Wednesday, November 22, 2017

Ronald Turner

Ronald Turner, PLESSY 2.0, 13 Lewis & Clark Law Review 861 - 919 (Winter 2009) (380 Footnotes Omitted)

RonaldTurnerIn matters of race and, more specifically, racial integration, those who have come to the U.S. Supreme Court seeking race-conscious and integration-protective constructions of the Equal Protection Clause of the Fourteenth Amendment to the U.S. Constitution have experienced the reality that the mandated “equal protection of the laws” has been and continues to be elusive and often illusive. Consider, in this regard, three cases decided by the Court at various points in a span of time beginning in the late nineteenth century and ending in the early twenty-first century.

The Court's infamous 1896 decision in Plessy v. Ferguson held that a Louisiana statute requiring separate but (in reality not) equal railway accommodations for black and white passengers did not violate the Equal Protection Clause. In so holding, the Court reasoned that the challenged law was a “reasonable regulation” and that Louisiana was “at liberty to act with reference to the established usages, customs and traditions of the people, and with a view to the promotion of their comfort, and the preservation of the public peace and good order.” To those who believed (correctly) that this “enforced separation of the two races stamps the colored race with a badge of inferiority,” the Court opined that any such inferiority was “not by reason of anything found in the act, but solely because the colored race chooses to put that construction upon it.”

Fifty years later, in its unanimous opinion in Brown v. Board of Education (Brown I), the Court's “greatest anti-discrimination decision,” the Court rejected Plessy's approach to, and construction of, the Equal Protection Clause as applied in the context of elementary and secondary public school education. Chief Justice Earl Warren, writing for the Court, stated that the separation of black children “from others of similar age and qualifications solely because of their race generates a feeling of inferiority as to their status in the community that may affect their hearts and minds in a way unlikely ever to be undone.” Racial segregation “in public schools has a detrimental effect upon the colored children. The impact is greater when it has the sanction of the law . . . .”

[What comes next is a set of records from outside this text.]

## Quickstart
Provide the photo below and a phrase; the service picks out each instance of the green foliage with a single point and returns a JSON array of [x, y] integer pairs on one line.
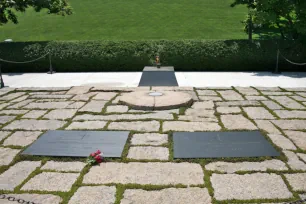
[[184, 55]]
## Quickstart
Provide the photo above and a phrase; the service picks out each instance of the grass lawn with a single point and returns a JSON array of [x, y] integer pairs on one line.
[[132, 20]]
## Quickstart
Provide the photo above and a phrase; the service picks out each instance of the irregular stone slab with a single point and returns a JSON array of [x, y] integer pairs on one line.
[[267, 126], [167, 196], [117, 109], [291, 114], [237, 122], [239, 103], [294, 162], [272, 105], [231, 95], [87, 125], [64, 166], [34, 198], [161, 116], [93, 106], [190, 126], [5, 119], [61, 114], [282, 141], [249, 186], [143, 126], [149, 153], [22, 138], [228, 167], [51, 181], [288, 102], [105, 96], [35, 125], [79, 90], [16, 174], [290, 124], [7, 155], [299, 138], [297, 181], [145, 173], [34, 114], [258, 113], [149, 139], [94, 195]]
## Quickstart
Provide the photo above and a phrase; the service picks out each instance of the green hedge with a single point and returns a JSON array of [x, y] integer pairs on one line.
[[184, 55]]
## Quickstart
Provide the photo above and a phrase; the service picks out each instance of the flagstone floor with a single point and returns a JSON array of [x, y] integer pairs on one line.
[[147, 172]]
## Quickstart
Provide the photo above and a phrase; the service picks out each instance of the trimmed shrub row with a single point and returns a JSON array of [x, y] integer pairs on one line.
[[184, 55]]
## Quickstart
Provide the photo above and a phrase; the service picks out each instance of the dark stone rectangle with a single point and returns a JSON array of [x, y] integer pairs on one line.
[[78, 143], [221, 144]]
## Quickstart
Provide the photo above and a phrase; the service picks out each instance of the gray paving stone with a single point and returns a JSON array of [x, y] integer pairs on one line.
[[267, 126], [299, 138], [231, 95], [149, 139], [272, 105], [35, 124], [287, 102], [237, 122], [148, 153], [291, 114], [297, 181], [64, 166], [228, 167], [155, 173], [22, 138], [94, 195], [51, 181], [34, 198], [34, 114], [94, 106], [16, 174], [87, 125], [143, 126], [282, 141], [294, 162], [249, 186], [258, 113], [61, 114], [7, 155], [117, 109], [190, 126], [167, 196], [290, 124]]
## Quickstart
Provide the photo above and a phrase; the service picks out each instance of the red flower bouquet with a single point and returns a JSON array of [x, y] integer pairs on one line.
[[95, 158]]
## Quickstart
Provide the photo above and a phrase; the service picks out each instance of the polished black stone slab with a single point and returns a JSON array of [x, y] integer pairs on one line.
[[221, 145], [153, 76], [78, 143]]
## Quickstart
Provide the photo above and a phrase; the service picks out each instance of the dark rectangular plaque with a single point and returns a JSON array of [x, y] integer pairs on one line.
[[221, 144], [153, 76], [78, 143]]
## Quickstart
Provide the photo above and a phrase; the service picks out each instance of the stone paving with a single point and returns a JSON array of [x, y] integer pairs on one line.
[[147, 172]]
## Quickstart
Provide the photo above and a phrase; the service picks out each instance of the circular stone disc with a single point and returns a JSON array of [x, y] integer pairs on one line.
[[141, 100]]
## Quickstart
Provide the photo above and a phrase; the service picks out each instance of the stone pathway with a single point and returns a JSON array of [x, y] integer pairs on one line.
[[147, 172]]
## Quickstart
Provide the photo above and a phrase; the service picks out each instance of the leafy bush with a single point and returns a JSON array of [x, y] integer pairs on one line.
[[184, 55]]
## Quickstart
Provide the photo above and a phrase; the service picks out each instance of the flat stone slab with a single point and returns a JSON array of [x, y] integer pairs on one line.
[[35, 125], [167, 196], [148, 153], [249, 186], [145, 173], [16, 174], [51, 181], [78, 143], [221, 144], [228, 167], [94, 195]]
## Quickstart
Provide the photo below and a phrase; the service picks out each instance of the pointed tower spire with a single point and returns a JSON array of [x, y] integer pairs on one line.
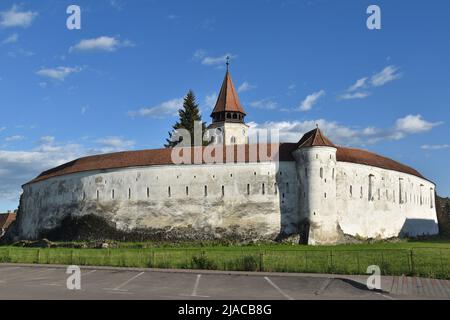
[[228, 107], [315, 138]]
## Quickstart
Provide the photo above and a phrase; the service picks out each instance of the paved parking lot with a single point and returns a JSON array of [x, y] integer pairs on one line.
[[49, 282]]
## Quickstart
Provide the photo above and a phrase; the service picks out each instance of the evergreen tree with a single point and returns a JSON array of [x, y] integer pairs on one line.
[[187, 116]]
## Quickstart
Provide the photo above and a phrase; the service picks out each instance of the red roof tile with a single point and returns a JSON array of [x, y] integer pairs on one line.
[[163, 157], [315, 138], [228, 98], [6, 219]]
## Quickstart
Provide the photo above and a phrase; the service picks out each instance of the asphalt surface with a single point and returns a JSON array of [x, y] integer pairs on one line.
[[49, 283]]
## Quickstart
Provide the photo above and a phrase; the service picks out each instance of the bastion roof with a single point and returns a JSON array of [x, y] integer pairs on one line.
[[155, 157]]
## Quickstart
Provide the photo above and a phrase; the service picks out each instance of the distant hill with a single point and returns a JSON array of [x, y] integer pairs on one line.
[[443, 213]]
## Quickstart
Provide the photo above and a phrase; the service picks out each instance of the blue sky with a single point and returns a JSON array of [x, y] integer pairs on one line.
[[116, 83]]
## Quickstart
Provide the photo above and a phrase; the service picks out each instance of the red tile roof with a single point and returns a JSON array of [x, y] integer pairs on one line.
[[6, 219], [315, 138], [163, 157], [228, 98]]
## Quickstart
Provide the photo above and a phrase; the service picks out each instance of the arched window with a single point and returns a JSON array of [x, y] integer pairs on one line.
[[431, 198], [400, 191], [371, 179]]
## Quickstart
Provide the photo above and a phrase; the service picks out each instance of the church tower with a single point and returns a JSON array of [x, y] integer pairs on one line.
[[228, 126]]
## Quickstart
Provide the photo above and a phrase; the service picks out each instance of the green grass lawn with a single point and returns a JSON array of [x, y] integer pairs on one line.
[[422, 258]]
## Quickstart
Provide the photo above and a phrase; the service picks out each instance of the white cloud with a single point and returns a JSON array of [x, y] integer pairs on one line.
[[354, 95], [117, 4], [19, 167], [13, 38], [414, 124], [84, 109], [168, 108], [59, 73], [435, 146], [245, 86], [264, 104], [201, 55], [387, 75], [14, 138], [291, 131], [104, 43], [16, 18], [361, 83], [311, 100]]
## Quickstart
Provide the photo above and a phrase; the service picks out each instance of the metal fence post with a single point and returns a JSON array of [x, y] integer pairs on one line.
[[357, 259], [261, 262], [331, 260]]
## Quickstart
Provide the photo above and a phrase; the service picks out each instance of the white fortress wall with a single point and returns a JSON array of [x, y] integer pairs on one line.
[[250, 197], [378, 203]]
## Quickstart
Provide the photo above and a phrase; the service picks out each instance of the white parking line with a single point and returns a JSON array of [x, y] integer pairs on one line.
[[195, 290], [278, 289], [119, 288]]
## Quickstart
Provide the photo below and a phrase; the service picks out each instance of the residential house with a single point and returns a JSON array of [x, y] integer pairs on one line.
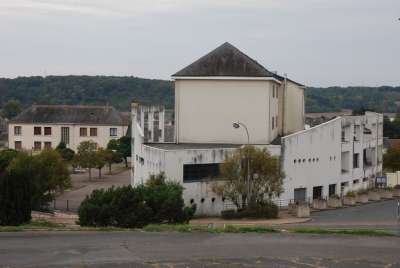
[[43, 126], [227, 86]]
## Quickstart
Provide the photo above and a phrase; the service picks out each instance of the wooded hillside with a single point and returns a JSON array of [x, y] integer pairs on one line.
[[120, 91], [91, 90]]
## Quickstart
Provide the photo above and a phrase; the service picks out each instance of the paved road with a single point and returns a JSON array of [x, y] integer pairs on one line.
[[379, 215], [139, 249]]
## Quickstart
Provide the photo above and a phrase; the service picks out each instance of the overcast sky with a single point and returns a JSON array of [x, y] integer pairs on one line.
[[316, 42]]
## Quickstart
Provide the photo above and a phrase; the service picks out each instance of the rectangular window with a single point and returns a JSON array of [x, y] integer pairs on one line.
[[83, 131], [18, 145], [273, 123], [47, 131], [94, 145], [17, 130], [193, 173], [37, 145], [113, 132], [47, 145], [355, 160], [93, 131], [37, 130], [65, 134]]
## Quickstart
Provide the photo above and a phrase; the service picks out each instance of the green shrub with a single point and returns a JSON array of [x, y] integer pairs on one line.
[[155, 202], [231, 214], [15, 198], [261, 211]]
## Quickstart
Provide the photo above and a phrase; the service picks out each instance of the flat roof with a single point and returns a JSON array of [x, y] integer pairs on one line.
[[192, 146]]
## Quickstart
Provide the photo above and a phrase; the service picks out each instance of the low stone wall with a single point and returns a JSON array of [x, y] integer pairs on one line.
[[386, 194], [396, 191], [362, 198], [320, 204], [374, 196], [334, 202], [56, 215], [349, 200], [65, 215]]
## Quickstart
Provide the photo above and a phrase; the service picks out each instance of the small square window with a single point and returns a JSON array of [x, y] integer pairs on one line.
[[83, 131], [93, 131], [37, 131], [47, 131], [17, 130], [113, 131], [38, 145], [18, 145]]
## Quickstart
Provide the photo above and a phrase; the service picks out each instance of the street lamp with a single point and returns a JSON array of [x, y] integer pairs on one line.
[[237, 125]]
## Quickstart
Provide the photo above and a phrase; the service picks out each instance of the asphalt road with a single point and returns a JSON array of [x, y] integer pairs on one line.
[[379, 216], [140, 249]]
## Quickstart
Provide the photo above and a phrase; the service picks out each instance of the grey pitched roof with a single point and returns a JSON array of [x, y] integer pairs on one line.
[[227, 60], [52, 114]]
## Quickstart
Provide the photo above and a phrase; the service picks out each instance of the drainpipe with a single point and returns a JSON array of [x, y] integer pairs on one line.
[[134, 111], [284, 105]]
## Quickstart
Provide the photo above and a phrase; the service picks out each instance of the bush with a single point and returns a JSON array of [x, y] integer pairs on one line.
[[231, 214], [15, 199], [261, 211], [155, 202]]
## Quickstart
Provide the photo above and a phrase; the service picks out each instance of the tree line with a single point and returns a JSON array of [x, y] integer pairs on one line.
[[89, 90]]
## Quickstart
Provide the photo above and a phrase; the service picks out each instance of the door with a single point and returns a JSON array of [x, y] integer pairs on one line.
[[300, 194]]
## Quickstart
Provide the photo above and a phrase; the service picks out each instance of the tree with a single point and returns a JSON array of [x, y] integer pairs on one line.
[[232, 183], [391, 160], [11, 108], [124, 147], [53, 171], [15, 198], [87, 156]]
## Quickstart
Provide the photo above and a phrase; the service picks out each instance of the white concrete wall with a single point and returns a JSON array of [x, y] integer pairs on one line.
[[312, 158], [28, 138], [206, 109]]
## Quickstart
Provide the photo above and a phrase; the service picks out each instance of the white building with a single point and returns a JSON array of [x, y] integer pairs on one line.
[[43, 126], [227, 86]]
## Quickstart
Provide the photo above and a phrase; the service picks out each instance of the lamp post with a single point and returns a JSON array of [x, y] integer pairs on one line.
[[237, 125]]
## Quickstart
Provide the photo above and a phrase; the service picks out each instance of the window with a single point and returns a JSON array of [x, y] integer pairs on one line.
[[355, 160], [198, 172], [65, 134], [93, 131], [83, 131], [113, 132], [47, 131], [17, 145], [37, 145], [37, 130], [17, 130]]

Most recently, and 111 years after Plessy, the Court in Parents Involved in Community Schools v. Seattle School District No. 1 held that racial integration and diversity plans voluntarily adopted by public school districts in Seattle, Washington and in the Louisville, Kentucky metropolitan area violated the Equal Protection Clause. Chief Justice John G. Roberts, Jr., writing for a plurality of the Court, opined that those who sought the invalidation of the plans were “more faithful to the heritage” of Brown I. In support of this position, Roberts quoted the following passage in the Brown I plaintiffs' 1952 brief to the Court: “‘[T]he Fourteenth Amendment prevents states from according differential treatment to American children on the basis of their color or race.”’ “What do the racial classifications at issue here do,” Roberts asked, “if not accord differential treatment on the basis of race” and “determine admission to a public school on a racial basis?” The Parents Involved plurality thus placed the Brown I plaintiffs and their lawyers who fought American apartheid's unconstitutional, exclusionary, and immoral subordination of African-Americans on the same side as those who asked the Court to strike down Seattle and Louisville's voluntary efforts to address the vestiges, consequences, and current manifestations of this Nation's lived and living experiences with race and racism.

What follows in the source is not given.